Durch die Regelungen des § 4 Abs. 4 ArbStättV soll sichergestellt werden, dass sich die Beschäftigten im Gefahrenfall schnell in Sicherheit bringen bzw. von außen gerettet werden können. Nach Absatz 4 Sätze 1 und 2 gilt: Der Arbeitgeber hat dafür zu sorgen, dass Verkehrswege, Fluchtwege und Notausgänge ständig freigehalten werden, damit sie jederzeit benutzbar sind.
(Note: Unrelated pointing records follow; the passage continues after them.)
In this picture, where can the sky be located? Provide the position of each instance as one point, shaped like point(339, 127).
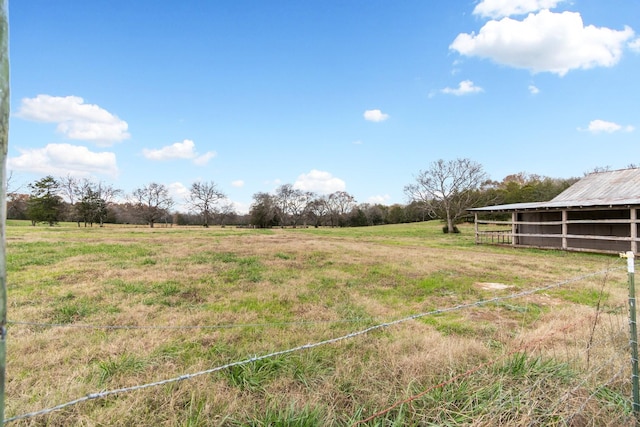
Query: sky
point(332, 95)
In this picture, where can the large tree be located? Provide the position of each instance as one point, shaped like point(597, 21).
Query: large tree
point(263, 211)
point(339, 204)
point(203, 198)
point(151, 202)
point(45, 205)
point(448, 188)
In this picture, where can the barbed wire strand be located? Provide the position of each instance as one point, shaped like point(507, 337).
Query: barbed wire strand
point(107, 393)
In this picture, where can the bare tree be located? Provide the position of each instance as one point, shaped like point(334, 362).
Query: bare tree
point(152, 202)
point(448, 188)
point(292, 203)
point(203, 198)
point(338, 205)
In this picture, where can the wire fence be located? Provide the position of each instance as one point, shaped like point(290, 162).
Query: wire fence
point(607, 371)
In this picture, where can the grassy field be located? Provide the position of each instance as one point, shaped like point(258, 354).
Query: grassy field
point(98, 309)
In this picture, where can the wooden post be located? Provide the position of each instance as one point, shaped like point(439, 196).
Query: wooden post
point(633, 216)
point(565, 228)
point(633, 334)
point(475, 221)
point(514, 228)
point(4, 142)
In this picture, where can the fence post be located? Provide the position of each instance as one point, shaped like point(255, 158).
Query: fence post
point(633, 332)
point(4, 142)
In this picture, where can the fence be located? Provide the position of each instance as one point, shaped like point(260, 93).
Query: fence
point(590, 368)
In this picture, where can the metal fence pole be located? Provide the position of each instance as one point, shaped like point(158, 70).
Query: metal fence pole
point(4, 142)
point(633, 332)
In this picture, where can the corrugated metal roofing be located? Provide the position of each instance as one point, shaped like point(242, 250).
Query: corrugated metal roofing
point(613, 188)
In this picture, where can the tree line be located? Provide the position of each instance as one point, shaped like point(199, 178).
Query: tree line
point(442, 191)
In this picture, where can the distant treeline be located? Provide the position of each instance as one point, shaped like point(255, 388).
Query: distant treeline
point(51, 200)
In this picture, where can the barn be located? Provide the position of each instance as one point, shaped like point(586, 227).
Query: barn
point(599, 213)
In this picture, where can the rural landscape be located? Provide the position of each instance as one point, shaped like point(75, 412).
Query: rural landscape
point(398, 324)
point(277, 214)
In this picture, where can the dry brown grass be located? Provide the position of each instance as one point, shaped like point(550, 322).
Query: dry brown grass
point(279, 289)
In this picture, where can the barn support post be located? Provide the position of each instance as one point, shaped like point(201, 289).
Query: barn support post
point(4, 142)
point(633, 233)
point(565, 228)
point(514, 228)
point(633, 333)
Der Arbeitgeber hat Vorkehrungen so zu treffen, dass die Beschäftigten bei Gefahr sich unverzüglich in Sicherheit bringen und schnell gerettet werden können.
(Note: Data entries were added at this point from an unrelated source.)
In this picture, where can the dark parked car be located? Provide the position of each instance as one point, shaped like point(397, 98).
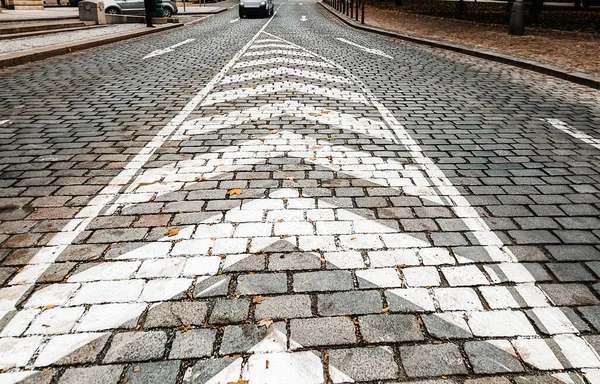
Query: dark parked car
point(256, 7)
point(136, 7)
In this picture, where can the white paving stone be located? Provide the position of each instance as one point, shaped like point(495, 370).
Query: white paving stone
point(165, 289)
point(170, 267)
point(380, 277)
point(464, 276)
point(16, 352)
point(537, 353)
point(116, 270)
point(457, 299)
point(108, 292)
point(111, 316)
point(499, 324)
point(55, 321)
point(421, 277)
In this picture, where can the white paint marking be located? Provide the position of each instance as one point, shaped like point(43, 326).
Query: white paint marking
point(111, 192)
point(163, 51)
point(561, 125)
point(369, 50)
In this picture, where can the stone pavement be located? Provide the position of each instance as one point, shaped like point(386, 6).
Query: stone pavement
point(296, 209)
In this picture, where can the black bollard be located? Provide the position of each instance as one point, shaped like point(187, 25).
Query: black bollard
point(517, 19)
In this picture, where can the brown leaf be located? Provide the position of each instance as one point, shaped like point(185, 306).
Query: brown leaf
point(184, 328)
point(265, 323)
point(172, 232)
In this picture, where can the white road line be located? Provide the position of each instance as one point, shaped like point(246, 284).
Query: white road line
point(163, 51)
point(285, 71)
point(369, 50)
point(561, 125)
point(281, 60)
point(48, 254)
Dazu gehört insbesondere die Aufstellung eines Flucht- und Rettungsplans, wenn Lage, Ausdehnung und Art der Benutzung der Arbeitsstätte dies erfordern (§ 4 Abs. 4 Satz 3 ArbStättV). Der Flucht- und Rettungsplan muss an geeigneten Stellen in der Arbeitsstätte (z. B. am "Schwarzen Brett" oder in gefährdeten Arbeitsbereichen) ausgelegt oder ausgehängt werden (§ 4 Abs. 4 Satz 4 ArbStättV). Ferner müssen in angemessenen Zeitabständen praktische Notfallübungen entsprechend diesem Plan mit den Beschäftigten durchgeführt werden (§ 4 Abs. 4 Satz 5 ArbStättV).